Tradeoffs Between Parallel Database Systems, Hadoop, and HadoopDB as Platforms for Petabyte-Scale An

Seminar: 
Applied Mathematics
Event time: 
Tuesday, November 6, 2012 - 11:00am to 12:00pm
Location: 
AKW 200
Speaker: 
Daniel Abadi
Speaker affiliation: 
Yale University
Event description: 

As the demand for analyzing data sets of increasing variety and scale continues to explode, the software options for performing this analysis are beginning to proliferate. No fewer than a dozen new parallel database systems have been created in the last decade to meet this demand. At the same time, MapReduce-based options, such as the open source Hadoop framework are becoming increasingly popular, and there have been a plethora of research publications in the past five years that demonstrate how MapReduce can be used to accelerate and scale various data analysis tasks.

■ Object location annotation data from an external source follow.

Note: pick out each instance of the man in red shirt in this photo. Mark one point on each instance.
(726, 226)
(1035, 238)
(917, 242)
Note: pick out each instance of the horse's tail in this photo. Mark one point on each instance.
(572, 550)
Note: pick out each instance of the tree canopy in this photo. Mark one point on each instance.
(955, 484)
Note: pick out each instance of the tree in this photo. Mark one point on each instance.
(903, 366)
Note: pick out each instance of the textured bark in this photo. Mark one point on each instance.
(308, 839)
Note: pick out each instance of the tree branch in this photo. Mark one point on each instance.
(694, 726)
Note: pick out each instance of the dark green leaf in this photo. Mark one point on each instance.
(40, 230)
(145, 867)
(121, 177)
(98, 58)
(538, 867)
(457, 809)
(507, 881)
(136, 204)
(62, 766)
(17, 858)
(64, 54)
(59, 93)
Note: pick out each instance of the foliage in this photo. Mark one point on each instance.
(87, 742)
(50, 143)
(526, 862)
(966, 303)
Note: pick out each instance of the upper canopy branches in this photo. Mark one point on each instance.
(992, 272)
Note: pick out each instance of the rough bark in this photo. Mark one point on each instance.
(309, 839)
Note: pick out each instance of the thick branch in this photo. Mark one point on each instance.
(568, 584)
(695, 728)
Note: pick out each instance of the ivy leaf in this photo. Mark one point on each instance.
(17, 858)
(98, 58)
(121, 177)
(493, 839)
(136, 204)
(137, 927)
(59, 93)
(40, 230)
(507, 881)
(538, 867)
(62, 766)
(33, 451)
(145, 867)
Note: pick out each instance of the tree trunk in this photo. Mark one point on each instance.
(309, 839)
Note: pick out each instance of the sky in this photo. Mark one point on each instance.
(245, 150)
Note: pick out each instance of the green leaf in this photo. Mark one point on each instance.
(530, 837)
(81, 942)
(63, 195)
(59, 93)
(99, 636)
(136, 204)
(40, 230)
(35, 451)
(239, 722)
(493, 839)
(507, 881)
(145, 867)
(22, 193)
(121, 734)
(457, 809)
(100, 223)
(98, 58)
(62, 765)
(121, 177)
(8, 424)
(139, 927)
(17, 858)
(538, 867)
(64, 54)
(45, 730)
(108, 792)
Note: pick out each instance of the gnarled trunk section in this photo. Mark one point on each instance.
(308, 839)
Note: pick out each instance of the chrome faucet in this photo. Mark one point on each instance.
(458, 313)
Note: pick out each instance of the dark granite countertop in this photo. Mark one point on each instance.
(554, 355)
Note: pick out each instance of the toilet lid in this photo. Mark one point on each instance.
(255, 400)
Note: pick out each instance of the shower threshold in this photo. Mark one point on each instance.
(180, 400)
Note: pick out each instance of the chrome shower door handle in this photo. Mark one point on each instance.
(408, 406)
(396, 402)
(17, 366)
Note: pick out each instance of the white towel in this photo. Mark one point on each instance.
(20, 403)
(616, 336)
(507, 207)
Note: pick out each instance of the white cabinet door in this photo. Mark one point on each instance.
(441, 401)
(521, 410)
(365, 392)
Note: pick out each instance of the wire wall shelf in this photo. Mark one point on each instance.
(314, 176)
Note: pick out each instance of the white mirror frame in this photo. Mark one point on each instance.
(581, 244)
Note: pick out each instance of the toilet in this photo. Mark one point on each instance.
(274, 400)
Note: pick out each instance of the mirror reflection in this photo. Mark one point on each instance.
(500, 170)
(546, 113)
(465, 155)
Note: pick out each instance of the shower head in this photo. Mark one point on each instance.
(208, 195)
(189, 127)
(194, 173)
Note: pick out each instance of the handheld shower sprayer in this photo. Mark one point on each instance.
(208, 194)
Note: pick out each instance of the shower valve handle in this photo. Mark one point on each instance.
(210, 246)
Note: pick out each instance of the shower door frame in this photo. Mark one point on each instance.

Both parallel databases and MapReduce-based options have strengths and weaknesses that a practitioner must be aware of before selecting an analytical data management platform. In this talk, I will describe some experiences in using these systems, and the advantages and disadvantages of the popular implementations of these systems. I then discuss a hybrid system that we are building in my lab, called HadoopDB, that attempts to combine the advantages of both types of platforms.